2. Relevant equations
v=ds/dt, a=dv/dt

3. The attempt at a solution
This was actually a two part question, where the first part required you to find s at t=100.
So I wrote:
ds/dt = 6-0.3s and integrated that equation to get:
s=(e-0.3t-6)/(-0.3)
From which I found that at t=100s, s=20m

For the second part,
a=dv/dt=(dv/ds)*v
To find dv/ds term, I took the derivative of v=6-0.3s and got v'=-0.3. I put the known formulas into the equation above to get:
a=-0.3(6-0.3s)

I know that at t=100s s=20, so I can find the acceleration at t=100 (equivalent to s=20):
a=-0.3(6-0.3*20)=0

I think my thought process makes sense (it usually does), but I might be doing something stupid and not realizing it. Long story short, I just don't like a=0. However, I know some people got 0 as well and some actually got a number (this was on a midterm).

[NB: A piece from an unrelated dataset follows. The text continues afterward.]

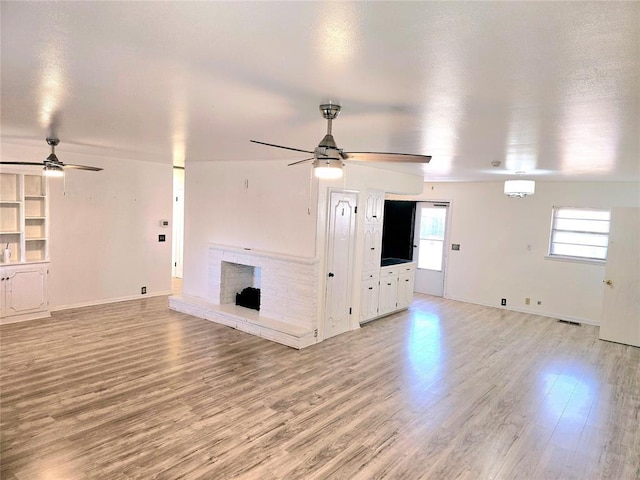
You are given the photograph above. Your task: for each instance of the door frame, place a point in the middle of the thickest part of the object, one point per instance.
(445, 242)
(352, 261)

Is it right? And if not, can you please point out the area where I'm doing something wrong?

2. Nov 27, 2008

### naresh

What is your initial condition on s? Let's assume that s=0 at t = 0 (a reasonable assumption). Your expression s=(e-0.3t-6)/(-0.3) does not satisfy this. So you might want to check your integration.

As you say, your thought process makes sense

Edit: You also need to be careful about rounding off numbers too soon. You are effectively saying e-0.3t = 0 at t = 100. While this is okay in the first part, it might not be okay in the second part!

Last edited: Nov 27, 2008
3. Nov 27, 2008

### Melawrghk

So the rounding thing isn't really something I can change. We're only allowed to use simple solar power calculators for this and whenever I put e-30-6 it just gave me -6. The TI-83 does that too.

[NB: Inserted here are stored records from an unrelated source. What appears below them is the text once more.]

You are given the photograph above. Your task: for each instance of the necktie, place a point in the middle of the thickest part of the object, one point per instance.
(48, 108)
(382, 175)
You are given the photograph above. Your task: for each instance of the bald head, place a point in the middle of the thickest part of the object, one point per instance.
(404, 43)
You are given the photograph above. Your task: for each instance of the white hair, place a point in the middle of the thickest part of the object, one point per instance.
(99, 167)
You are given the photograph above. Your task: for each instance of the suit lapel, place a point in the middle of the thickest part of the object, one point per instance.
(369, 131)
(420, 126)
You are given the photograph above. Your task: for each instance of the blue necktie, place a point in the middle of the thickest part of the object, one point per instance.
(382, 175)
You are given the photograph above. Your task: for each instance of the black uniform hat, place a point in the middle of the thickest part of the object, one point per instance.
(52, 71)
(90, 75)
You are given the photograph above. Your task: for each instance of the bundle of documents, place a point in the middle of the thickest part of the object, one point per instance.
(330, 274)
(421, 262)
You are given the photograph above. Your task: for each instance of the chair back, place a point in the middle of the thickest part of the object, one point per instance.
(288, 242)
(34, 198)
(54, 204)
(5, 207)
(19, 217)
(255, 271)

As for the integration, here is the process:

Maybe my mistake is there? Although this is like the fourth time I've done it today and I still get the same thing. It could be something fundamental I guess.

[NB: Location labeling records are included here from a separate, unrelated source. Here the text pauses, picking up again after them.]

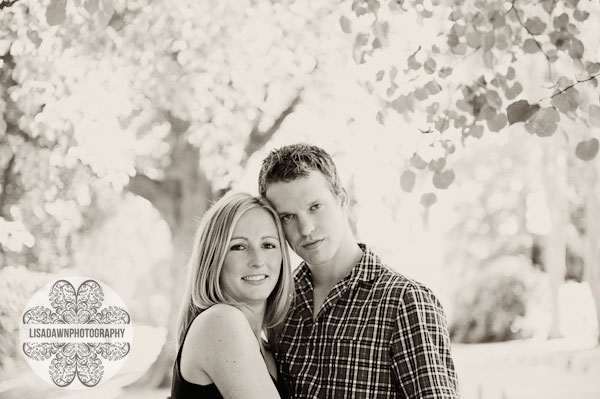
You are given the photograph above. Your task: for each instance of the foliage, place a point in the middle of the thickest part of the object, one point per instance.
(493, 304)
(470, 68)
(17, 285)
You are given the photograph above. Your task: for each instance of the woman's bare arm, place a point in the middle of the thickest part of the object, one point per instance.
(221, 344)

Soo.. I don't know. Any more ideas?

4. Nov 27, 2008

### naresh

The integral itself is correct, what is wrong is in the application of the limits on the LHS. What do you get on the LHS when s = 0 (lower limit)?

As for the rounding, keep the expression until the last step, and then plug in the values. As I said, it is okay for part 1 but not for part 2. We can get to that once you fix the integral.

5. Nov 27, 2008

### Melawrghk

Oh! I get it!
ln(6)/-0.3 = -5.973, and thus I should have added 5.973 to the LHS. Gaaah. I'm just so used to leaving out the variable=0 term. AAAH.

Anyways, okay, now it makes sense I guess. Thanks!

6. Nov 27, 2008

### naresh

Good.

Now for the rounding part: It is better to not use the value for s you obtain in the first part, directly in your equation for the second part. Instead substitute the expression for s, and plug in the value of t. This should give you a better result.

What is even better is to assume in the original problem that v = A - Bs where A and B are constants. Work out both parts of the problem using A and B; and finally substitute the values of A and B. This will give you different results, even with a solar-powered calculator. In general, when you subtract two large numbers that are almost the same, calculators tend to give you shaky results.